夢や妄想を語る
――サッカーと里山…面白い組み合わせですね。
中島:私自身は海外に住んで、東京で働いて、ここ地方都市に来て、何がこの国の閉塞感なのだろうと思った時に「夢がない」と。
すごく現実的な話かもしれないですけど、私は1990年生まれで、世間が言う「失われた20年」だったのが30年になるみたいな時代でした。
消費税が上がり、地下鉄サリン事件、ニューヨークの同時多発テロ、リーマンショック、秋葉原では多くの方が犠牲になる刺殺事件もあって、そして何より東日本大震災。
社会に不安を感じる中で、じゃあ何のためにこれから生きていくのかと。少なくとも不幸せになるために生きている人は一人もいないはずですよね。そうすると一人一人が面白いものとか夢を掲げる場所がないと、生き残っていけないと思います。
今治という町でみんながそれぞれ夢を持っていますが、私たちはその夢を応援し合える場所だったり、そういう人たちが集った時に心地いい心の繋がりができる場所というものを作ろうとしている。
その中心が、スタジアムとか里山という場所になればいいなと思います。
実際どういうものを作るのが良いのか、どうしたらそれができるのかをまさに今議論しています。日本で初めてバックボーンのない、大きな親会社が付いていない市民クラブが、民間の活力・お金をふんだんに活用して民間で運営して、この地域に根差していくというモデルケースにしたいと思っています。

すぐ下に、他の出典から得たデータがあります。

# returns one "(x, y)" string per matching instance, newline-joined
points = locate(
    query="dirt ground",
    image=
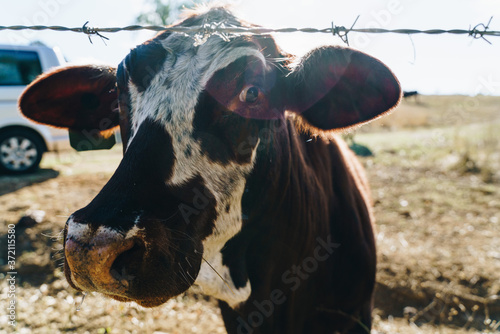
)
(435, 178)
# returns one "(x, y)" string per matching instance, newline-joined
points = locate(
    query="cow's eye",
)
(249, 94)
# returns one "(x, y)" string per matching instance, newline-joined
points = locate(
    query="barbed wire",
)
(479, 31)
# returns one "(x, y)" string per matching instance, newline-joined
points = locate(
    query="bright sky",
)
(431, 64)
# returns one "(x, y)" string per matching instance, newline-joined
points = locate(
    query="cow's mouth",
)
(149, 302)
(148, 268)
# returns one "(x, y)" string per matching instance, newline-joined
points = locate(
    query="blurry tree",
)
(163, 12)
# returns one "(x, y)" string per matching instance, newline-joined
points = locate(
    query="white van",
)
(22, 142)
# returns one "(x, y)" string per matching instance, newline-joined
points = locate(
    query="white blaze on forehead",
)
(174, 105)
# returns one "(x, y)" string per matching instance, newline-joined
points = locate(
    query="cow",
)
(233, 181)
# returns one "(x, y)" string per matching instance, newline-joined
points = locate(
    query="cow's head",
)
(191, 118)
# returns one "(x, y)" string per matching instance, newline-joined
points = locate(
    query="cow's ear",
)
(335, 88)
(80, 98)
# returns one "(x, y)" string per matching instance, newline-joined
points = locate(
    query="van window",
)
(18, 67)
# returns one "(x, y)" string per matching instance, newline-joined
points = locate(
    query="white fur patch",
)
(174, 105)
(210, 283)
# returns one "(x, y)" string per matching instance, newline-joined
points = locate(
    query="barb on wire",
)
(476, 33)
(343, 31)
(479, 31)
(92, 31)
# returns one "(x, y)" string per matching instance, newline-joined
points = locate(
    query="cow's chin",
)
(152, 302)
(145, 290)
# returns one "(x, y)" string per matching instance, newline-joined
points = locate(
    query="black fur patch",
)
(144, 62)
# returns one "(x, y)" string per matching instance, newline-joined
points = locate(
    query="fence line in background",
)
(478, 31)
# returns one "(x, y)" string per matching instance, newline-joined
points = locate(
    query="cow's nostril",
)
(126, 265)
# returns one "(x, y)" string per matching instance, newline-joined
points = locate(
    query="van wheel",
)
(20, 151)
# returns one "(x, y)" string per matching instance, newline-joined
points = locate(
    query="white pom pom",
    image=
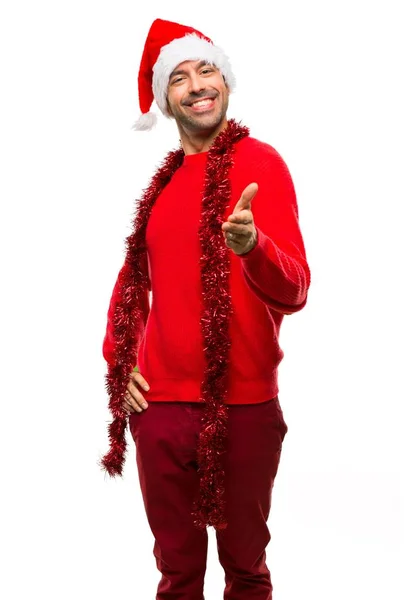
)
(145, 122)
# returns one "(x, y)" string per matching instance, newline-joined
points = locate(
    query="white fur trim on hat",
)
(145, 122)
(189, 47)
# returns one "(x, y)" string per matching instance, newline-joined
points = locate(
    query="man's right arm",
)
(108, 346)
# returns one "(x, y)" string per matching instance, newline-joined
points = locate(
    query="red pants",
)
(166, 437)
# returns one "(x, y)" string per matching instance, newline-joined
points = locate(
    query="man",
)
(217, 240)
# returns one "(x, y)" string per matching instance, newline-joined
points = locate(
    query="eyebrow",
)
(183, 72)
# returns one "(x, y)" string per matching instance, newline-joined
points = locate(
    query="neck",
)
(199, 141)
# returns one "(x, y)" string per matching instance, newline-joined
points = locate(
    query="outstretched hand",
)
(239, 230)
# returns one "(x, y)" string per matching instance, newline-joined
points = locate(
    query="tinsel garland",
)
(208, 509)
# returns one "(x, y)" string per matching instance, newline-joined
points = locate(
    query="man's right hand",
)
(134, 400)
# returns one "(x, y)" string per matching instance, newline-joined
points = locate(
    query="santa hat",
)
(167, 45)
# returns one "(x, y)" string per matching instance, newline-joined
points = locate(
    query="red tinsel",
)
(215, 268)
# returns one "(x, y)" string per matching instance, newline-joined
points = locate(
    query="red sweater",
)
(265, 284)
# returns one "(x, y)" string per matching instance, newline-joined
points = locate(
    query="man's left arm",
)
(276, 269)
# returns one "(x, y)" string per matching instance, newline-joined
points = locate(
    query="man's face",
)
(197, 96)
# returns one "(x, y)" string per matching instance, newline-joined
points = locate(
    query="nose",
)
(196, 84)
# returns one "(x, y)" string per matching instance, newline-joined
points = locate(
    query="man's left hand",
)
(239, 230)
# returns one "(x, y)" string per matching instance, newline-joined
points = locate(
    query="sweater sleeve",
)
(276, 269)
(108, 346)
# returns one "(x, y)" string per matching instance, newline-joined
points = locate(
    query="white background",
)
(328, 84)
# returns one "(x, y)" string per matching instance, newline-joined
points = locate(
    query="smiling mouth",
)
(202, 105)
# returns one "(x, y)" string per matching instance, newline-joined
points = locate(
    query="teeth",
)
(202, 102)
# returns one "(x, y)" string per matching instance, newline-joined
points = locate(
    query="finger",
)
(127, 408)
(236, 229)
(243, 216)
(232, 242)
(135, 399)
(246, 198)
(138, 378)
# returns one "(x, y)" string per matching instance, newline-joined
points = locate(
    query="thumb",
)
(246, 198)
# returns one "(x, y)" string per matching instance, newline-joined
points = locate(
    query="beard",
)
(199, 123)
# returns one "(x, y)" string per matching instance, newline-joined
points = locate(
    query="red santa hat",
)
(167, 45)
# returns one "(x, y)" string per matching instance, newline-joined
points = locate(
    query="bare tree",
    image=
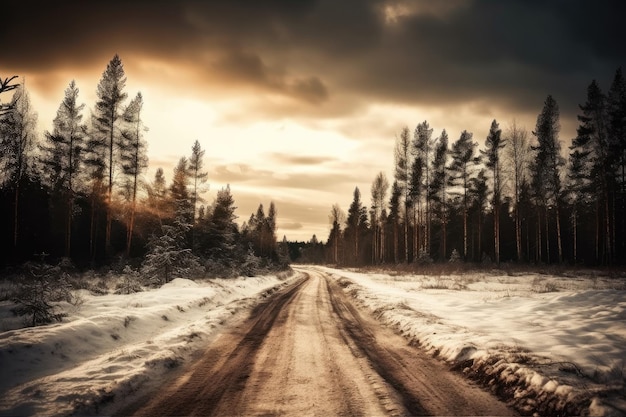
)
(516, 156)
(5, 85)
(402, 175)
(379, 191)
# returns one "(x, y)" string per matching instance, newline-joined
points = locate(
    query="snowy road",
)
(308, 351)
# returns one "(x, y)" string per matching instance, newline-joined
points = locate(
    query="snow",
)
(112, 345)
(563, 336)
(539, 335)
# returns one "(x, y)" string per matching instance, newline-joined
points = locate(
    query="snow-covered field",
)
(538, 338)
(541, 338)
(112, 345)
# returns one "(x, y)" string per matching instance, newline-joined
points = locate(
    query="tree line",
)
(521, 197)
(78, 192)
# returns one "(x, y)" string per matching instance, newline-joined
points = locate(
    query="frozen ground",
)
(535, 338)
(111, 345)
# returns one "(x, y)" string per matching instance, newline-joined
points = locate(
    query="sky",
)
(300, 101)
(520, 328)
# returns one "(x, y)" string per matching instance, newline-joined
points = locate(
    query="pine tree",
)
(548, 166)
(461, 170)
(379, 191)
(438, 188)
(616, 131)
(592, 129)
(394, 217)
(270, 229)
(198, 177)
(134, 160)
(17, 146)
(493, 144)
(108, 113)
(220, 235)
(336, 218)
(478, 194)
(422, 148)
(357, 215)
(517, 159)
(6, 86)
(579, 181)
(63, 154)
(402, 177)
(179, 192)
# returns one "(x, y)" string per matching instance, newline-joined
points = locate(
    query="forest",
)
(77, 196)
(524, 197)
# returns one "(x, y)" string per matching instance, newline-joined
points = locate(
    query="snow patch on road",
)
(113, 345)
(561, 351)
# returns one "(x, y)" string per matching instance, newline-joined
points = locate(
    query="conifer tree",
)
(379, 191)
(394, 217)
(461, 170)
(63, 154)
(517, 159)
(402, 177)
(548, 164)
(422, 148)
(17, 144)
(198, 177)
(108, 114)
(438, 188)
(134, 160)
(592, 130)
(493, 144)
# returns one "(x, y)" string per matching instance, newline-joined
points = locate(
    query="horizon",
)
(300, 103)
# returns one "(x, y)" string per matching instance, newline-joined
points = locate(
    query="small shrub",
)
(129, 283)
(424, 258)
(44, 285)
(128, 320)
(455, 257)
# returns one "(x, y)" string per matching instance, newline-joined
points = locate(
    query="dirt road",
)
(308, 351)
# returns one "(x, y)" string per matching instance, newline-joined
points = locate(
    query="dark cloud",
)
(510, 52)
(330, 180)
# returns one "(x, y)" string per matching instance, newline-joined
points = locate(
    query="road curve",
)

補助金をバーンと使って建てましたとか、それを運営して赤字が出ても「税金だからいいじゃん」という場所じゃなくて。
地方都市の生存競争ってそんなに甘いものじゃないと思います。税金を垂れ流したって人口が減っていくわけですから税収は減っていく。そうなるといずれ改修ができないとかボロボロになるとか、そうなっていくと思います。
だからこそ、最初から「自分たちの町にある自分たちの施設」として、私たちが地域のみんなさんと一緒に支え合っていけるモデルを作らないといけない。
大きなチャレンジだと思いますけど、私たちが今治でできないなら他の都市でもできない。逆に、私たちができればいろんなところでできるはずだと信じています。
それは、たぶんホームタウンの人口規模とか地元企業のバックボーンの太さとかではなく、どれだけ夢に共感してもらえる人をゼロの状態から集められるか、そこに本気でトライしているかっていうことに挑戦できるかだと思います。
そこがないと、いくら岡田さんが言おうが、その周りにいろんな人が集まろうが、夢ない場所だったら応援したくないじゃないですか、単純に。
――今こうしてお話を伺っているとなんだかワクワクしてきます。
中島:私たちが大事にしているのは目に見えない資本なので、その最初の突破口って、ホラかもしれないけど妄想と夢を語るしかなくて。
面白い仲間が一人できたら、俺じゃあこれやってみようって動く。動いたらちょっとお金を出してくれる人がとか、俺じゃあポスター書くよとか、この小さなコミュニティからしかスタートできないんで。その最初は、夢とか妄想とか語ることかなと思います。